Ein Schwarzer mit Glatze und in Polizie-Uniform gestikuliert hinter einer Glasscheibe in einem Gerichtssaal

Unmittelbar vor der Bekanntgabe des Urteils hatten sich bereits Hunderte Aktivisten der "Black Lives Matter"-Bewegung vor dem massiv gesicherten Gerichtsgebäude im Zentrum von Minneapolis versammelt. Sie skandierten unter anderem den Namen George Floyds, die Worte "Hört auf, uns zu töten" und "Chauvin - schuldig". Floyds Ex-Partnerin Courtney Ross sagte vor der Urteilsverkündung, ein Schuldspruch wäre nicht nur ein Zeichen der Gerechtigkeit für Floyd, sondern auch Rückenwind für den Kampf gegen den Rassismus.

Verteidiger rechtfertigt Gewalt gegen George Floyd

Wegen des Prozesses war in Minneapolis ein Großaufgebot der Sicherheitskräfte im Einsatz, inklusive Soldaten der Nationalgarde. Gouverneur Tim Walz hatte zuvor dazu aufgerufen, friedlich zu demonstrieren und Ausschreitungen und "Chaos" zu vermeiden.

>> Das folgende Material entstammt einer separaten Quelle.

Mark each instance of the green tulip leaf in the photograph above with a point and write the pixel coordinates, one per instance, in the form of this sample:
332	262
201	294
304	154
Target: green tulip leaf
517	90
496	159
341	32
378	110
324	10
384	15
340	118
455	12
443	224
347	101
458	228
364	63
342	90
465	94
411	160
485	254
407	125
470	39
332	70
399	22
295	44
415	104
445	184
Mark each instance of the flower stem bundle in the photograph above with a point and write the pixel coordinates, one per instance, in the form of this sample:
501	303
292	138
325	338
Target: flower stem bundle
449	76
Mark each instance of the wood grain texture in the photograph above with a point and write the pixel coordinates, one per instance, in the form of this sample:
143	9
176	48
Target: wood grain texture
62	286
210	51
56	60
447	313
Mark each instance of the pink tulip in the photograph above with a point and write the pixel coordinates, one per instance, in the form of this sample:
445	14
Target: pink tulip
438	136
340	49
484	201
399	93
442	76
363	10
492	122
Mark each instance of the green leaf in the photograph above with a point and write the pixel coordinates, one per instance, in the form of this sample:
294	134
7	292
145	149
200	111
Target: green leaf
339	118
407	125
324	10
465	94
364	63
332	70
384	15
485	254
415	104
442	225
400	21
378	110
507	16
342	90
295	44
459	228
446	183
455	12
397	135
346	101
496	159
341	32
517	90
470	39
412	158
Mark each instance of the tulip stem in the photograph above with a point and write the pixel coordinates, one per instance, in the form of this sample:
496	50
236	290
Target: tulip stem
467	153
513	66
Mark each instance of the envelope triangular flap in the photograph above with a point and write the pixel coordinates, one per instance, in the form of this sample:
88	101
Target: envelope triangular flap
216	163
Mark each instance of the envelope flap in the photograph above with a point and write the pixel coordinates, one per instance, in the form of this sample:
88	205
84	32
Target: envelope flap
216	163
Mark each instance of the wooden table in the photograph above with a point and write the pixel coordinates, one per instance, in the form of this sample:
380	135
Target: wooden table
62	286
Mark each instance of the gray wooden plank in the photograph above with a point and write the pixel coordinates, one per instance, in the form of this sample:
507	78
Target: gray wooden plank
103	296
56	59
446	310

Chauvins Verteidiger Eric Nelson hatte argumentiert, dass Chauvins Gewaltanwendung gerechtfertigt gewesen sei, weil sich Floyd der Festnahme widersetzt habe. Zudem vertrat er die Meinung, dass Floyds Tod nicht primär auf Gewalteinwirkung zurückging, sondern vor allem auf bestehende Herzprobleme und Rückstände von Drogen in seinem Blut.

Hirnschäden durch Sauerstoffmangel

Experten der Staatsanwaltschaft wiesen diese Argumentation klar zurück. Ein Lungenspezialist etwa erklärte, Floyd sei an den Folgen von Sauerstoffmangel gestorben. Der niedrige Gehalt an Sauerstoff habe Hirnschäden verursacht und Floyds Herz zum Stillstand gebracht. Der Polizeichef von Minneapolis, Medaria Arradondo, bezeichnete Chauvins Gewaltanwendung als unverhältnismäßig und vorschriftswidrig.

Chauvin war nach Floyds Tod entlassen worden. Er befand sich gegen Kaution auf freiem Fuß und war während des ganzen Prozesses anwesend. Neben Chauvin sind drei weitere am Einsatz gegen Floyd beteiligte Ex-Polizisten angeklagt, die in einem separaten Verfahren ab dem 23. August vor Gericht stehen werden. Ihnen wird Beihilfe zur Last gelegt. Auch ihnen könnten langjährige Haftstrafen drohen.